Invece il provvedimento approvato all’art. 29 prevede che le imprese con più di 5 milioni e fino a 50 milioni di € di fatturato e che nel bimestre marzo-aprile 2020 abbiano subito una riduzione di fatturato di oltre il 33% rispetto allo stesso periodo dell’anno precedente, e perdite conseguenti, deliberino e versino entro fine anno un aumento di capitale, hanno diritto ad un credito di imposta pari al 20% del conferimento, nessuna distribuzione di riserve è possibile prima del 1 gennaio 2014. Quindi se sottoscrivo 100.000€ il 30 dicembre 2020 dopo solo 3 anni posso ritirare quanto sottoscritto e godere di un credito d’imposta pari a 20.000€. Un investimento interessante per il capitale. Inoltre FCA società con sede legale negli UK, sede fiscale in Olanda e che sta per fondersi con una società francese parzialmente posseduta dal governo francese, nonostante tutte queste relazioni internazionali, chiede all’Italia garanzia su un prestito di 6.3 miliardi.
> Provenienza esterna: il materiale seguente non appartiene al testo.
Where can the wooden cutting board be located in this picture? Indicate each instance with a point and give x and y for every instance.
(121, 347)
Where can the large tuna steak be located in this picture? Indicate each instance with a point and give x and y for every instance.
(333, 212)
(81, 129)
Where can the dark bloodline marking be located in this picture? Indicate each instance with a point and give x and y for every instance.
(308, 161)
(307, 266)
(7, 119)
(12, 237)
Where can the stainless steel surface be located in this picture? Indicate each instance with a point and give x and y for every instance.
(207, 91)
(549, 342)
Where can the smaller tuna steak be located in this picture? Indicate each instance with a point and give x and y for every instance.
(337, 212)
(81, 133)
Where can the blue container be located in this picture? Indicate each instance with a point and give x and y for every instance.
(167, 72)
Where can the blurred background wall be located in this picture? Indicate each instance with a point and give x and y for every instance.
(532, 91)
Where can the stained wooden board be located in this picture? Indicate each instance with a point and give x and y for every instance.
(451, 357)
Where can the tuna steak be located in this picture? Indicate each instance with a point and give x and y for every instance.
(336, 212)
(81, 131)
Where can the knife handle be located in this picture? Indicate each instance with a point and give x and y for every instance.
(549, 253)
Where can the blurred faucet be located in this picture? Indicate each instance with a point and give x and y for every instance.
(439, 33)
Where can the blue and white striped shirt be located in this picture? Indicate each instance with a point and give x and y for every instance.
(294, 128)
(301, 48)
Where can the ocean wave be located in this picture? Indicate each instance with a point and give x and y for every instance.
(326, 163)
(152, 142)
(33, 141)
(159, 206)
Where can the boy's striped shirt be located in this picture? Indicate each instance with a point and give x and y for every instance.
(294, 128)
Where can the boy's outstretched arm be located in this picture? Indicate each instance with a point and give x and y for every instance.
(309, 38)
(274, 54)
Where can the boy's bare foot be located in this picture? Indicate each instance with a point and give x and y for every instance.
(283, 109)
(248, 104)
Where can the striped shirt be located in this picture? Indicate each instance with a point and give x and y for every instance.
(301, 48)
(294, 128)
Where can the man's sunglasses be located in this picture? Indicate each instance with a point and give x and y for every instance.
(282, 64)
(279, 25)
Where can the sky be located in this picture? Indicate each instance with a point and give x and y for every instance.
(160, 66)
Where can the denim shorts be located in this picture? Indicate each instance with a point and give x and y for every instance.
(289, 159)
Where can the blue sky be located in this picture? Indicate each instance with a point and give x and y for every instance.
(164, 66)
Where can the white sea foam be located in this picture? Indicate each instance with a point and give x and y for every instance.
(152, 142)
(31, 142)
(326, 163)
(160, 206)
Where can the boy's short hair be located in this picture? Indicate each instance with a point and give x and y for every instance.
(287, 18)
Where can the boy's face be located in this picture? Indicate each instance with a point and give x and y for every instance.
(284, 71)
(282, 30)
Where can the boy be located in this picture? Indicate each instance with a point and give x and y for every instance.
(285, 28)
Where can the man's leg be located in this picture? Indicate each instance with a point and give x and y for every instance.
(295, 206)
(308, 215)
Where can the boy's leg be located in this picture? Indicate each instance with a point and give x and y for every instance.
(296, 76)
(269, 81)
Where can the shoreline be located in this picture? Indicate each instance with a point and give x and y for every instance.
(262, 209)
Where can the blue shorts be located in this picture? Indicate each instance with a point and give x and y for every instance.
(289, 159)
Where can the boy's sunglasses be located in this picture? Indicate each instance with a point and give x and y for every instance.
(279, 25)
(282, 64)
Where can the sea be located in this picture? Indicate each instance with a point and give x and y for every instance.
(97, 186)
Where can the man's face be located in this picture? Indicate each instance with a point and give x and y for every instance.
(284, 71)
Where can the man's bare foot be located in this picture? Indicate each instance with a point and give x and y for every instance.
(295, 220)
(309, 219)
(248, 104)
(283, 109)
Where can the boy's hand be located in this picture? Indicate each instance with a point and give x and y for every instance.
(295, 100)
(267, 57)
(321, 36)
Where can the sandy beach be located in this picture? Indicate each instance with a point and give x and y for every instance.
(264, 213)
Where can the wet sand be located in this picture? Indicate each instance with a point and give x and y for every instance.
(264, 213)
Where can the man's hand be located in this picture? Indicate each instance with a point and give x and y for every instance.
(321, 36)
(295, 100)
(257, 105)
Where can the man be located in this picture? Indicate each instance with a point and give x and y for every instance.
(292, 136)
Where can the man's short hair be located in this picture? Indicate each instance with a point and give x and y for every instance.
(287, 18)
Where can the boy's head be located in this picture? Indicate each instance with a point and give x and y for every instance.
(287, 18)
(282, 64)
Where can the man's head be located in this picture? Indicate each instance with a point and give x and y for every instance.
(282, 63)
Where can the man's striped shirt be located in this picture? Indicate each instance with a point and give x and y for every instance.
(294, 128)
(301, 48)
Non c’è un euro di investimenti pubblici in infrastrutture ed investimenti produttivi, specialmente al sud, capaci di mettere in moto quel moltiplicatore keynesiano che è alla base dell’incremento del PIL e quindi della riduzione del tasso di indebitamento. Eppure con l’emissione di 30 miliardi di Certificati di Compensazione Fiscale si potrebbero avere fondi per dare il via a quello shock propulsivo della nostra economia senza aumentare il debito.

Il governo ha disubbidito a von Mises, è stato interventista e nei suoi interventi ha aiutato un po’ tutti, una specie di helicopter money, senza una strategia, ma nel rispetto religioso del capitale. Una poco coraggiosa manovra democristiana che lascia alle generazioni future un grosso debito che graverà soprattutto sui contribuenti di cui conosciamo la classe sociale di appartenenza.

Con i cerotti si curano le ferite ma per ripartire non sono sufficienti.